Dual metabolic intervention nanoplatform co-delivering BAY-876 and L-cystine for Wilms tumor therapy via disulfidptosis-associated cytoskeletal collapse
- J Nanobiotechnology. 2026 Jun 10. doi: 10.1186/s12951-026-04640-7.
- 1. Key Laboratory of Integrated Therapy of Traditional Chinese Medicine for Tumors, Chongqing Municipal Administration of Traditional Chinese Medicine, The Second Affiliated Hospital of Chongqing Medical University, Chongqing, 400010, P. R. China.
- 2. Department of Urology, The Second Affiliated Hospital, Chongqing Medical University, Chongqing, China.
- 3. Department of Urology, The Laboratory of Targeted Delivery of Traditional Chinese Medicine, Ministry of Education Key Laboratory of Child Development and Disorders, National Clinical Research Center for Children and Adolescents' Health and Diseases, Children's Hospital of Chongqing Medical University, Chongqing, 400014, P. R. China.
- 4. Department of Urology, Children's Hospital, Zhejiang University School of Medicine, National Clinical Research Center for Child Health, Hangzhou, 310000, China.
- 5. Institute of Basic Medicine and Cancer (IBMC), Chinese Academy of Sciences, Hangzhou, 310022, Zhejiang, China.
- 6. Key Laboratory of Integrated Therapy of Traditional Chinese Medicine for Tumors, Chongqing Municipal Administration of Traditional Chinese Medicine, The Second Affiliated Hospital of Chongqing Medical University, Chongqing, 400010, P. R. China. [email protected].

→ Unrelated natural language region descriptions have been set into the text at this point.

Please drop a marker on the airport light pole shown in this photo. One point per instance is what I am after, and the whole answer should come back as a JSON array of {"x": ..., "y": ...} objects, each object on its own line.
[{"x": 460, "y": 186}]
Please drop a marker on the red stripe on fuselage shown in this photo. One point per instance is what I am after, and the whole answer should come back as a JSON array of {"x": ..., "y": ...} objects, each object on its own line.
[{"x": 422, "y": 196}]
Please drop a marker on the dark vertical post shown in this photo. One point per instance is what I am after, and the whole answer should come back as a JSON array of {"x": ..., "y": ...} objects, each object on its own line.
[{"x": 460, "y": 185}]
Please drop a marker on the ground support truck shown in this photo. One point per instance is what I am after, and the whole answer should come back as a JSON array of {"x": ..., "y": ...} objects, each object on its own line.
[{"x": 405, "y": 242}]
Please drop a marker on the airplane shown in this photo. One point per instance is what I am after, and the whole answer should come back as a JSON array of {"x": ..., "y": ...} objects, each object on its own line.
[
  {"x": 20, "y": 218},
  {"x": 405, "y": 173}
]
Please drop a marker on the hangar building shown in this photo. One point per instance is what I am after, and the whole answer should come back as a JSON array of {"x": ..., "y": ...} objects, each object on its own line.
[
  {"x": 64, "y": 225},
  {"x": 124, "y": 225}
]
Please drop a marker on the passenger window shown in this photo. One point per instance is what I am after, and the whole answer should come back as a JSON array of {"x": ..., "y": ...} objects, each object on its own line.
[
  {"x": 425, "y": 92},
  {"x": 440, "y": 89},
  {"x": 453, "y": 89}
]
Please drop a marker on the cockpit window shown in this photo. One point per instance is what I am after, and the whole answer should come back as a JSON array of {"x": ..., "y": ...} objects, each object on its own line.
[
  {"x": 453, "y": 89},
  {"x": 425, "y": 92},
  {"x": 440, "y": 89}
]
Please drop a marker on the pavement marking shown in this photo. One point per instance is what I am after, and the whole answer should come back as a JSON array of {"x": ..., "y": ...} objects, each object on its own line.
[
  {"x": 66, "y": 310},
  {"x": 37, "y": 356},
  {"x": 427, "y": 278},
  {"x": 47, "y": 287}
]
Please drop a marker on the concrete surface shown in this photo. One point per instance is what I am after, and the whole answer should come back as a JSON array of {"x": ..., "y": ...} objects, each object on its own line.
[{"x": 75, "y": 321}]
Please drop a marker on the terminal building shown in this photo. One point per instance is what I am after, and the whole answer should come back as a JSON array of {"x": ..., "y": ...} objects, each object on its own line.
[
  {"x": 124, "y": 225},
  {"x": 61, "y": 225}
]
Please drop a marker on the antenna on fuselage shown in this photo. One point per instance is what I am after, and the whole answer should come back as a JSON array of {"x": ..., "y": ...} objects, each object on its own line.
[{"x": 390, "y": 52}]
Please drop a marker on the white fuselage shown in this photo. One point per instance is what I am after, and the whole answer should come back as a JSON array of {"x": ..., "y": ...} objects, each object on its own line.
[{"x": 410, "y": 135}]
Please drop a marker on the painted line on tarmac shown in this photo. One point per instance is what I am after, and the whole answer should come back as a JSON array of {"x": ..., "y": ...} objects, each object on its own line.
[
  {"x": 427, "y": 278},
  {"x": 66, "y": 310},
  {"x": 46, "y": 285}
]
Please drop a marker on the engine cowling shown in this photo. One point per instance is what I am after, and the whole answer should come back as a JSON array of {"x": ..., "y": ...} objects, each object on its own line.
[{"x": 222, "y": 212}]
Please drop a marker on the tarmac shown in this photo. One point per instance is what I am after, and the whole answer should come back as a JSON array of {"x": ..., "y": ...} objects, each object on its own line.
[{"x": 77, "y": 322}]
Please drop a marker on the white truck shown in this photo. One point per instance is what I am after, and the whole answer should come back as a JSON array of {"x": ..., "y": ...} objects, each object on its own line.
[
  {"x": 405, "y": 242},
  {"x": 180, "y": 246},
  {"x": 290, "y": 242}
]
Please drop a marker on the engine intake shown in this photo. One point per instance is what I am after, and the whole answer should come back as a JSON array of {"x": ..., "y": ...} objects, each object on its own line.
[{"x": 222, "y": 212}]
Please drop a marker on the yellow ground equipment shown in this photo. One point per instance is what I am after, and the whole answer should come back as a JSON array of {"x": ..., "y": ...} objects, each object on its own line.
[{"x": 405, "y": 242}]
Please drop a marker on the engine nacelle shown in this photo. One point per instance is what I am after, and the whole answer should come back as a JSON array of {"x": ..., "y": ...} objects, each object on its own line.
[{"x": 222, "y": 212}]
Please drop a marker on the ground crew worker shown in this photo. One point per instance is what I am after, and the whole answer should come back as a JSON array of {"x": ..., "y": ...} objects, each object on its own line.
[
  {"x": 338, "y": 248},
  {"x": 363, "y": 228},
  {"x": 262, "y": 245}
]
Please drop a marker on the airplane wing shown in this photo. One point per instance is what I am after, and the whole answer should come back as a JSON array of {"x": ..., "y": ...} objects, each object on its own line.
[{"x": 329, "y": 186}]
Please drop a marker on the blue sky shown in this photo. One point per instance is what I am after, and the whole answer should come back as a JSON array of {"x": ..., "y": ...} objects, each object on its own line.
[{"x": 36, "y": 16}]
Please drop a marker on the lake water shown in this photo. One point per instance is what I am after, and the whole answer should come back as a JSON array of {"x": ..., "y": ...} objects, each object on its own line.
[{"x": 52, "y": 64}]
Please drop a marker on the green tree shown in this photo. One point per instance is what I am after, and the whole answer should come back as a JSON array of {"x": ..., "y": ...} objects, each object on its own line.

- 7. Department of Urology, The Second Affiliated Hospital, Chongqing Medical University, Chongqing, China. [email protected].
- 8. Department of Urology, The Laboratory of Targeted Delivery of Traditional Chinese Medicine, Ministry of Education Key Laboratory of Child Development and Disorders, National Clinical Research Center for Children and Adolescents' Health and Diseases, Children's Hospital of Chongqing Medical University, Chongqing, 400014, P. R. China. [email protected].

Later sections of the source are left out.